Example: Street Address Geocoding

In this example we street address geocode a table of street addresses using the Bing geocoder.   This example is also shown, using the Google geocoder, in the Street Address Geocoding using SQL YouTube video  in the Manifold Sales YouTube channel.

 

This example topic uses the Bing geocoder because at the present writing it is easier for many people to get an API key to use the Bing geocoder for free for less than industrial levels of geocoding.   In this example we will only geocode ten addresses so we can easily use the free service.    

 

We begin by launching File - Create - New Data Source.   The menu provides a list of favorites to choose from as well as a More... option.  

 

 

Choose More... to launch the New Data Source dialog.

 

 

We would like to use a short name for this data source so we enter bing as the Name.   In the Type box we choose Web Server: geocodeserver and then as a subtype we choose the Bing Geocoder.    

 

In the API key box we enter the API key we obtained from the Microsoft developer website.

 

Press Create Data Source.

 

 

A bing data source is created in the project pane.   While we are at it we create a new map using a OpenStreetMaps base layer.   We will use this map later on to display the locations of our geocoded records.  The OSM Base data source was created automatically when we created the map using a Bing streets base layer.

 

The project also contains a restaurants table that we will geocode.  The restaurants table contains the addresses for a selection of In-N-Out restaurants located in California, Utah and Texas.  

 

 

Clicking open the restaurants table we see that it contains an mfd_id index field, a number field that provides the official number of the restaurant in In-N-Out's database and an address field.  

 

It is just a coincidence that the mfd_id index field has the same numbers as the number field giving the official number of the restaurant: the example table was created by copying the first ten records from In-N-Out's database and pasting them into a new table, so the mfd_id numbers in this case turned out the same as the number numbers.

 

To geocode the restaurant table we create a query which we call Geocode Restaurants.  

 

The query text:

 

SELECT [mfd_id], [number], [address],

  GeomMakePoint(GeocodeAddress([bing],[address])) AS [Geom]
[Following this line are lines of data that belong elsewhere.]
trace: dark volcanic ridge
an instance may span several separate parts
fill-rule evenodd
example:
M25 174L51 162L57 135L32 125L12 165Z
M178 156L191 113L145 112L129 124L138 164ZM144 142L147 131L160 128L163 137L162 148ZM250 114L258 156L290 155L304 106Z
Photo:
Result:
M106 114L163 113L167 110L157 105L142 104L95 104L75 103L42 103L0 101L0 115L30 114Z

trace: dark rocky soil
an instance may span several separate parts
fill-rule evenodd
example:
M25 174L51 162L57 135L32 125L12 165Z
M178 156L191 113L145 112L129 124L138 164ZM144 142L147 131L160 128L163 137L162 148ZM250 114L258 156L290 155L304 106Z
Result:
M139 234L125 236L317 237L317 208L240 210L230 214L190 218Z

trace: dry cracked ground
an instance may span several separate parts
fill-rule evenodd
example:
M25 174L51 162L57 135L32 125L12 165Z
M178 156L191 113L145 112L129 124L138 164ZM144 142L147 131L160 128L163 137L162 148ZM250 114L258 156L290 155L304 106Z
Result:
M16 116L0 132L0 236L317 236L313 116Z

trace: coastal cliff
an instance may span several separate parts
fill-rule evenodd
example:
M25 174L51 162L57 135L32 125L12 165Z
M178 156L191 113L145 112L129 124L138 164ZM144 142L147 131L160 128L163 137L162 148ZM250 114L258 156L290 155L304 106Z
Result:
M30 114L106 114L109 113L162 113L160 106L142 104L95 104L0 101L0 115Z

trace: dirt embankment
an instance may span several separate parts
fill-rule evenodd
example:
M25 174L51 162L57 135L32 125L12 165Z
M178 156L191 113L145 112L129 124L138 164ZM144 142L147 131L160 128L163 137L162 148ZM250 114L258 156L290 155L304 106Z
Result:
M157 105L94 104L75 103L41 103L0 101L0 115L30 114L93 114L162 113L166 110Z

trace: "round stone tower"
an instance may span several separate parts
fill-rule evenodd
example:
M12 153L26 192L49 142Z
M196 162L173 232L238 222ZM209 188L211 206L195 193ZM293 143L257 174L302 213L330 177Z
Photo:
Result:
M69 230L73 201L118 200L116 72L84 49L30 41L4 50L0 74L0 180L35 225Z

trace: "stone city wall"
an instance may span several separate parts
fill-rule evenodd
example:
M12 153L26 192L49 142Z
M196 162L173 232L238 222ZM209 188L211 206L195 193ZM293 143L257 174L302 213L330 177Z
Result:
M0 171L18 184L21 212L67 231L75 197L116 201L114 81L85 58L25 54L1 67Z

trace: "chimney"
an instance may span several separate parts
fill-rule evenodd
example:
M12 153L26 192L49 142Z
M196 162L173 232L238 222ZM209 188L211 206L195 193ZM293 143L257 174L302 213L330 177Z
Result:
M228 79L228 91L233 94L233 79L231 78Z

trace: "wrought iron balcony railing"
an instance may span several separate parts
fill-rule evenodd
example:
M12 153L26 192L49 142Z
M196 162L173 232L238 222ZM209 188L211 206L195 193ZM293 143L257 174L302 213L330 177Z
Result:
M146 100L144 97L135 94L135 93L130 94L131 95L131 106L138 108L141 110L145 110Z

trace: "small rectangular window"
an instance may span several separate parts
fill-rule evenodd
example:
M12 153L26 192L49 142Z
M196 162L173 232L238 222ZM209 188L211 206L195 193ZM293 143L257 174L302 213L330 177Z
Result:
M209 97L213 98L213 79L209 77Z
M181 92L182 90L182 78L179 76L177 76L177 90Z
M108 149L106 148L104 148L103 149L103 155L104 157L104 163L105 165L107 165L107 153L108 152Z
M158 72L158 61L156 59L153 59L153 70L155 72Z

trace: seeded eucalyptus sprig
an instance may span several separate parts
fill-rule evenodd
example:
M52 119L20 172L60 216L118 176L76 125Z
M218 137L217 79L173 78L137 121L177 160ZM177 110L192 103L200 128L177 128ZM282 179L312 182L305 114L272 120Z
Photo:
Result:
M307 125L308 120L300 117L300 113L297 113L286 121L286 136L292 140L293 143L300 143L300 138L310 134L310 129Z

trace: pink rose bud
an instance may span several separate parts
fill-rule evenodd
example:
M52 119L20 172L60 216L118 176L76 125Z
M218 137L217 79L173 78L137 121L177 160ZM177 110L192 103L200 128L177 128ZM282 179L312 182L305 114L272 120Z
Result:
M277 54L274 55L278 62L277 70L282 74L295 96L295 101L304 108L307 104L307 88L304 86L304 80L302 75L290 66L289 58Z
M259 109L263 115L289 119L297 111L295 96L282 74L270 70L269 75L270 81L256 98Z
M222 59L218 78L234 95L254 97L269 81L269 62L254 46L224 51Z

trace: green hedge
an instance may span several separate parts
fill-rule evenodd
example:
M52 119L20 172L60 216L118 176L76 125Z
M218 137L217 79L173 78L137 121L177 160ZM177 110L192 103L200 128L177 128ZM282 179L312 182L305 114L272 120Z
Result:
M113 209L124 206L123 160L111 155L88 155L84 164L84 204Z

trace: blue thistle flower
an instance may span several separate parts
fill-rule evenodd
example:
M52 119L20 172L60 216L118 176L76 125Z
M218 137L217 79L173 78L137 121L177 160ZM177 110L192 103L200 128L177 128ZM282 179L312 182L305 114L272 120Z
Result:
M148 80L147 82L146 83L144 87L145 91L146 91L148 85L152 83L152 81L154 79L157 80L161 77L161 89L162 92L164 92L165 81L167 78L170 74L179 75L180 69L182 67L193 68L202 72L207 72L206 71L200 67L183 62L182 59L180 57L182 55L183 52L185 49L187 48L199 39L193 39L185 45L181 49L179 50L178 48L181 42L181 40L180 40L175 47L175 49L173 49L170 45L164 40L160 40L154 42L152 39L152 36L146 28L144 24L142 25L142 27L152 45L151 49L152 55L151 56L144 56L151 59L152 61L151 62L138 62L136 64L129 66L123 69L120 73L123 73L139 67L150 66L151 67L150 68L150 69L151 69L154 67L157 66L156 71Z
   INTO [geocoded restaurants]

   FROM [restaurants];

 

To deconstruct the above query, we are creating a new table by using SELECT ... INTO to populate the new table using fields from the restaurants table.  The most important line is

 

GeomMakePoint(GeocodeAddress([bing],[address])) AS [Geom]

 

where we use the GeocodeAddress function to geocode the address field  using the bing geocoding data source.   The float64x2 value returned by that function is converted by the GeomMakePoint function into a Manifold geom data type which is saved into the new table using the name Geom.

 

To run the query we press the ! button in the main Manifold toolbar.

 

 

The Results tab reports 10 results.  

 

 

We can double-click open the new geocoded restaurants table the query created and see that it does indeed contain a list of restaurants with the number, address and a Geom field that contains a point geom for each.  

 

Tech Tip: When using free web-based geocoders, some of the results may be returned as NULL on some runs and not on others.  Free web based geocoders may have limits on how may addresses we can geocode in a certain time period.   Such limits may be a consequence of slow or limited capacity in servers.

Create a Drawing

In the Project pane we right-click on the geocoded restaurants table and in the context menu we choose Create - New Drawing.

 

 

The New Drawing dialog suggests a default Name, which we use.   It knows there is only one Geometry field in the table, called Geom, and it knows there is no spatial index, as yet, in the table so it offers to create one for us.    The red text reporting the coordinate system tells us we must assign an initial coordinate system using the coordinate picker button.

 

 

We know that the Bing geocoder, like seemingly all web geocoders, returns latitude and longitude coordinates so we assign the Latitude / Longitude coordinate system.   We press Create Drawing.  

 

We can then drop the new drawing into the map to see where the geocoded points are located.  We also Shift-click the name tab of the map to undock the map window.

 

 

In the illustration above we have used Style to color the points green for better visibility.   As expected, the points are located in California, Utah and Texas.

 

We zoom into the points in Texas for a closer look.

 

 

The point for the In-N-Out restaurant on Stacy Road in Allen, Texas, appears above, the third record in our geocoded table.    We can see the Bing geocoder placed the location for 190 E. Stacy Road in Allen, Texas, on the wrong side of Andrews Parkway.   The green dot appears on top of the Chase bank building, not on top of the In-N-Out Burger location on the other side of the parkway.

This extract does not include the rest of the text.